A public communications service provider must, under the terms of the Data Retention Regulations that came into force in the UK in April of this year, retain records for 12 months on communications that have taken place over their network. This data includes user IDs, the times and dates of access, and the online destinations that were being accessed. The content of the communications cannot be retained without the user's permission, due to data-protection laws.
However, there is a get-out clause in the Data Retention Regulations, in that no public communications service provider has to keep such records unless they are notified by the government that they are required to do so.
According to Edwards, this is because "only the big six ISPs have the facilities to comply, and because the government agreed [in its legislation] to repay some of the costs [of retaining [[and accessing - Pangloss adds]] such records]". She noted that this clause might itself be non-compliant with the EU data-retention laws that were transposed into UK law in April.
Edwards pointed out that, even if the sanctions proposed in the Digital Economy Bill come into force, "no-one will know who [the downloader] was, because the IP address that will show up [upon investigation] will be of the hotspot". She added that the rights holder seeking infringers of their copyright would probably not know that the IP address in question was not that of a subscriber.
It would then be up to the hotspot operator to point out that they were not the end user downloading copyrighted material. "But when would they get to say that?

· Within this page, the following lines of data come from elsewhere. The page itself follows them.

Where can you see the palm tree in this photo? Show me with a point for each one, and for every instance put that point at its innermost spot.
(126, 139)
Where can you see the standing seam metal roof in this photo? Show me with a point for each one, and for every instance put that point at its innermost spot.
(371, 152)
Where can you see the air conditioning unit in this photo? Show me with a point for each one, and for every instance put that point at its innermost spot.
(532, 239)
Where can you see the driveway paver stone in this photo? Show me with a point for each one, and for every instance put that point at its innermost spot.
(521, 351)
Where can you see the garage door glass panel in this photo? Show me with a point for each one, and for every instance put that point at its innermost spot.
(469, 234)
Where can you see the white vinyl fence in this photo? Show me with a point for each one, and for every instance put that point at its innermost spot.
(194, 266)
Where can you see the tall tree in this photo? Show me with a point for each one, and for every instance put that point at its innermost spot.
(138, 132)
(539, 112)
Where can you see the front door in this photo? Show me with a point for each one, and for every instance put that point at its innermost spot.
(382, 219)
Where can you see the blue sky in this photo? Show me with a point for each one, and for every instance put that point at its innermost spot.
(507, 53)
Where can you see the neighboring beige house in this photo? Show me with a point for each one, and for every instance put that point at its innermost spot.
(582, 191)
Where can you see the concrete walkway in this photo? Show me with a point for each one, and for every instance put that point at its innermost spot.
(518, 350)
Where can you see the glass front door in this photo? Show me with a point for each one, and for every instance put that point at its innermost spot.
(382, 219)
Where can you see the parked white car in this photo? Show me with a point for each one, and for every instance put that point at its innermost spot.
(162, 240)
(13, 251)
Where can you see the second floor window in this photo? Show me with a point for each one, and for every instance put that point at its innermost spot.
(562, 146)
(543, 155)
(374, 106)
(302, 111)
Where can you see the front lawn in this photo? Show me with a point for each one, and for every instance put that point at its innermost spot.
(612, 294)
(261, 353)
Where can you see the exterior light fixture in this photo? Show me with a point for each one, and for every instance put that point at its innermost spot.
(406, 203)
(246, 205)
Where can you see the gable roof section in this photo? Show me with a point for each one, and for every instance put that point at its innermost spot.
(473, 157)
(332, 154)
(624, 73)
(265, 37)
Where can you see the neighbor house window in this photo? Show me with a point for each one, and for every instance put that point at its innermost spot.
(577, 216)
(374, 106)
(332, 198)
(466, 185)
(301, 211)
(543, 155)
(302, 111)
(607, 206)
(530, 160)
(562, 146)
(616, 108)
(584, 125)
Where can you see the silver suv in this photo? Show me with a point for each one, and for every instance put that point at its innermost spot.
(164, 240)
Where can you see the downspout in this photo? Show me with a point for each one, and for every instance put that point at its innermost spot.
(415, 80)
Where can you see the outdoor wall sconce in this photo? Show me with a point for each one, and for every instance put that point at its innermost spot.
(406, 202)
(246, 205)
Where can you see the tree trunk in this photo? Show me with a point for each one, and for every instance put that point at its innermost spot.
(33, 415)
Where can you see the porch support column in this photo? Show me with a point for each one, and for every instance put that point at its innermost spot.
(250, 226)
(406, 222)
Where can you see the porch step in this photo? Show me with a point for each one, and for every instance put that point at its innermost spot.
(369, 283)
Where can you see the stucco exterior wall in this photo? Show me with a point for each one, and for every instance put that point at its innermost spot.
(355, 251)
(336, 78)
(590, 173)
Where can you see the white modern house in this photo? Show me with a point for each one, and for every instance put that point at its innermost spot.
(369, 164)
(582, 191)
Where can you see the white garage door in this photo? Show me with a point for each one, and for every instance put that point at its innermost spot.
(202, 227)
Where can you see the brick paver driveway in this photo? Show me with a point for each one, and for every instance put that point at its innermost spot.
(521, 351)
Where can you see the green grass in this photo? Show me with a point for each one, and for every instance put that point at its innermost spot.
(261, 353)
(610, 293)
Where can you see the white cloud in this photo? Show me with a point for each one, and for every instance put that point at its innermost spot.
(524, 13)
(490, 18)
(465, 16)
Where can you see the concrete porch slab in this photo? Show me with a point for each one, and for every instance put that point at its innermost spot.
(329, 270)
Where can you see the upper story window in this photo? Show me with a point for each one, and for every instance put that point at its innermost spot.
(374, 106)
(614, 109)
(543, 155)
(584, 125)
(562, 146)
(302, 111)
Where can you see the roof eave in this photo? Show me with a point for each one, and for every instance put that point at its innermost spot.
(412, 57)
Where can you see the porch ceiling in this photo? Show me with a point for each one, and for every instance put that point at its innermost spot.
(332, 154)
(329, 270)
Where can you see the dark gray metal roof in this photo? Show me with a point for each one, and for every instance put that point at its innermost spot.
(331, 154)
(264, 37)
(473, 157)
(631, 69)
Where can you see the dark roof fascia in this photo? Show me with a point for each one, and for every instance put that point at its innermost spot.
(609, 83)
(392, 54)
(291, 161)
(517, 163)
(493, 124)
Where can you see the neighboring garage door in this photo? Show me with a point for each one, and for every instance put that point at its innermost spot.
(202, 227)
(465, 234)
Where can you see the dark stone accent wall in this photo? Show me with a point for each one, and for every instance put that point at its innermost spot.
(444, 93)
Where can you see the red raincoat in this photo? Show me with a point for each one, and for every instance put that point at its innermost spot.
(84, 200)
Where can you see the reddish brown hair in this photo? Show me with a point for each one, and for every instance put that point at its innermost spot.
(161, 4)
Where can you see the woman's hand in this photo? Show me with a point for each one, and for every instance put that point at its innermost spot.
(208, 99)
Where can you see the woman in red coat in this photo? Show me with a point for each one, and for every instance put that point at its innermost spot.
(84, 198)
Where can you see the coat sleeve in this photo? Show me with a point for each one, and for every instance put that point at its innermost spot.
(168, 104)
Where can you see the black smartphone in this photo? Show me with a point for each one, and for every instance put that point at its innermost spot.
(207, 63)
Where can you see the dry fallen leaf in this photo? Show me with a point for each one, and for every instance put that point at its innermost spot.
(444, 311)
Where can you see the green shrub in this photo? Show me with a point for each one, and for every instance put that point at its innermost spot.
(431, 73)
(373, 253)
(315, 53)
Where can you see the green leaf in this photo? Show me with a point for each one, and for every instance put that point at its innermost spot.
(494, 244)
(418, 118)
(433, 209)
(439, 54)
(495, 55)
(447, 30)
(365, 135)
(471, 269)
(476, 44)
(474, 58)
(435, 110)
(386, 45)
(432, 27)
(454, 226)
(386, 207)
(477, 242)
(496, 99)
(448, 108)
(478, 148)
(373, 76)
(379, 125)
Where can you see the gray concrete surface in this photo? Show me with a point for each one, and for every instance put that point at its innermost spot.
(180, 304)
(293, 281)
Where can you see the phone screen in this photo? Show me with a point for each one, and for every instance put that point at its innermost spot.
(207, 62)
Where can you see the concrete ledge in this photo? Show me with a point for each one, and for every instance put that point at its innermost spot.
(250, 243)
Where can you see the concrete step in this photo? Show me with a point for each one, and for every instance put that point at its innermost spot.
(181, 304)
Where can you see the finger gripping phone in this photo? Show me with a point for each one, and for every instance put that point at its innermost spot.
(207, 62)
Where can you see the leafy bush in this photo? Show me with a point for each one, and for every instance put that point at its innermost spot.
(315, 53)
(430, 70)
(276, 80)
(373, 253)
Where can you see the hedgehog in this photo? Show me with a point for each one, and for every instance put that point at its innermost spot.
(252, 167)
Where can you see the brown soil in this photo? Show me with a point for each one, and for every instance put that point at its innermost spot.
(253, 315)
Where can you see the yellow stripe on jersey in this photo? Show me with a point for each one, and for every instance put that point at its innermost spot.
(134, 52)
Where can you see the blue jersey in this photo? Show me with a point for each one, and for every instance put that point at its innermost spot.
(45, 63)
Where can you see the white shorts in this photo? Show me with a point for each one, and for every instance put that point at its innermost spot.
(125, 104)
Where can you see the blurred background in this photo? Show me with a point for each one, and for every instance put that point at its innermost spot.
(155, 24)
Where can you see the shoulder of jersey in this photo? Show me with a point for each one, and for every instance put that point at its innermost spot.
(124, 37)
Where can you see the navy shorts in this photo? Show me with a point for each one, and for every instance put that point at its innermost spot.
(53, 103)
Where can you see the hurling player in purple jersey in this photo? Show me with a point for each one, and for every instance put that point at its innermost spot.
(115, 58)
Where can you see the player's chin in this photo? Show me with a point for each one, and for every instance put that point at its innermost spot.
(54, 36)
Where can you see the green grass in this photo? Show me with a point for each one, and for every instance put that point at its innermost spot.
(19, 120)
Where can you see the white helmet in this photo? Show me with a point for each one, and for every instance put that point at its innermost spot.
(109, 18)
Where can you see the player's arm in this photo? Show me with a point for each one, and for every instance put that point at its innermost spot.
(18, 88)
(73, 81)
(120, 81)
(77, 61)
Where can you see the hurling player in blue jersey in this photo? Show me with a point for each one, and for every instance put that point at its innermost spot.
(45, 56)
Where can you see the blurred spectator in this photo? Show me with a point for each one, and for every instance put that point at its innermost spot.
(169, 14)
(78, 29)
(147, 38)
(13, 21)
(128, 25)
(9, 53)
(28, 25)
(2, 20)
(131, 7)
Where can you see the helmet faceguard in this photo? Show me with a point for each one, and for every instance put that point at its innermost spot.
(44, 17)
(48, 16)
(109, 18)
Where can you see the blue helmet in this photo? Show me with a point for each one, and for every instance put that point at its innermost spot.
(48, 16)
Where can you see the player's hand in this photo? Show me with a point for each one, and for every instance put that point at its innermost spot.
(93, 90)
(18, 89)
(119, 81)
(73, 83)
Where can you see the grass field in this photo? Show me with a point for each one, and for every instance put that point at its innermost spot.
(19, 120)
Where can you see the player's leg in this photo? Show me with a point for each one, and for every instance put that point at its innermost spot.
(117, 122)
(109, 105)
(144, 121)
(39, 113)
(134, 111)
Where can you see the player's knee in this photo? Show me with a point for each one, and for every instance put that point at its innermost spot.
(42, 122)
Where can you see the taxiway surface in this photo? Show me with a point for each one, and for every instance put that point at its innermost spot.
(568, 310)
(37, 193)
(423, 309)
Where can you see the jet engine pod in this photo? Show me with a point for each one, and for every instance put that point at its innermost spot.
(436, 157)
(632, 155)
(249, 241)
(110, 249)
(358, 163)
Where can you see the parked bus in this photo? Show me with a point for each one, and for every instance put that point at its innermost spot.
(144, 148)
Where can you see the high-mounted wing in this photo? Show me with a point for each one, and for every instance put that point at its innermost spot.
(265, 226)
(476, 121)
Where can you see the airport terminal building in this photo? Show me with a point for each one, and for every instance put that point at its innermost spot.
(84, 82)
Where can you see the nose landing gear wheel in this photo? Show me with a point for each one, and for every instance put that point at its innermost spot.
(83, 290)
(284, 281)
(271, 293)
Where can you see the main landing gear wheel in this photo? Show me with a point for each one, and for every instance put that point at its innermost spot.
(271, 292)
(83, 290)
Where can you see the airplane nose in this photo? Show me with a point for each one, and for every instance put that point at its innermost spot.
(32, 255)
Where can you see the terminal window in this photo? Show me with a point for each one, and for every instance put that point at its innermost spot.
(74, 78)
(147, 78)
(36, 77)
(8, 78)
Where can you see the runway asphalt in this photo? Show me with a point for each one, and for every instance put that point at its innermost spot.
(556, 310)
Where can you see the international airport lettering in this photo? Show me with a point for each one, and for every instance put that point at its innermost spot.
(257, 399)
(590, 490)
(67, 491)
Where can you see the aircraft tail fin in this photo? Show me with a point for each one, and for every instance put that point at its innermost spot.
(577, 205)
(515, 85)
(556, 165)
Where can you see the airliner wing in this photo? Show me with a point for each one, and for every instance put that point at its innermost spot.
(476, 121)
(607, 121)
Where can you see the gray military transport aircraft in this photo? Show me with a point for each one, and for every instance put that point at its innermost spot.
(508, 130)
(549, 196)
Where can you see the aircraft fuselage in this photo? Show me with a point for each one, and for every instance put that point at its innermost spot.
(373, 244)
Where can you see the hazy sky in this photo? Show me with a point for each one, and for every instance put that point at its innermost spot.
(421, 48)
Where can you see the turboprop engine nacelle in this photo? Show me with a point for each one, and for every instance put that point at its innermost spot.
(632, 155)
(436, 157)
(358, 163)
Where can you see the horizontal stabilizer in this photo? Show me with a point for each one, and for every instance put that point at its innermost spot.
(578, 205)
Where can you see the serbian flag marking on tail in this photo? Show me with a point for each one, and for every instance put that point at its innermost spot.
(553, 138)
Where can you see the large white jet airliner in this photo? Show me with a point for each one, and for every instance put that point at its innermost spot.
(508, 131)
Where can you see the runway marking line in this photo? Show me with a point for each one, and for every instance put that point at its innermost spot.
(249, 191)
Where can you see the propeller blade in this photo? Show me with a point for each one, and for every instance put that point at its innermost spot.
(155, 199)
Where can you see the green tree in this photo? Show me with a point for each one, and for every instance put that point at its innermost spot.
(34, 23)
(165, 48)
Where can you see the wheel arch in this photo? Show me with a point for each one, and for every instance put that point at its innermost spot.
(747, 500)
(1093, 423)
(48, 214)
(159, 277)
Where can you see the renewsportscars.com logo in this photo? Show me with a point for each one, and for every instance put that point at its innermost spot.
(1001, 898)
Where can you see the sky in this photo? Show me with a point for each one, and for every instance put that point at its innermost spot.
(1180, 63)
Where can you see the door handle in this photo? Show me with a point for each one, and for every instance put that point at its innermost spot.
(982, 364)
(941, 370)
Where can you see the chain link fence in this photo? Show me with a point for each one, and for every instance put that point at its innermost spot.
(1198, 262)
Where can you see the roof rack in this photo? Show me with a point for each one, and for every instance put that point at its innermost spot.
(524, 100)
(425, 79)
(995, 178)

Maybe straightaway, maybe not until after disconnection — it's not currently clear," Edwards said."
1 comment:
"According to legal advice sent to The Cloud by the law firm Faegre & Benson on 17 August, 'Wi-Fi hotspots in public and enterprise environments providing access to the internet to members of the public, free or paid, are public communications services'."
Maybe they would also say the same applies to what we do providing comms and mail to our students and staff. Its not all automatic depending on jobs or courses - there are some students who can choose to pay extra to get more access. That is probably the case for lots of UK universities.
I'm also worried about malicious claims to copyright being used to harass legitimate users or owners. There are some nasty, clever, people out there. There are - believe it or not Lord Mandelson - nasty clever people who do nasty clever things with computers or networks purely to upset other people and cause trouble.
The kind of people who send us endless torrents of phishing spam (or who leave the software that sends it running on bots long after they have forgotten about it and moved on to the next scam) can and probably will find some way to make mischief, or profit, by sending well-faked complaints.
The complaints we see at the moment (probably more than one a week) almost always originate from software. They are sent to us automatically. No real human lawyer types them in and decides to send them to us - some computer program notices that an old Chuck Norris film seems to be available from such-and-such and address and zaps off a nastygram to the registered owners of the domain, and their ISPs. Those channels can be exploited by the bad guys.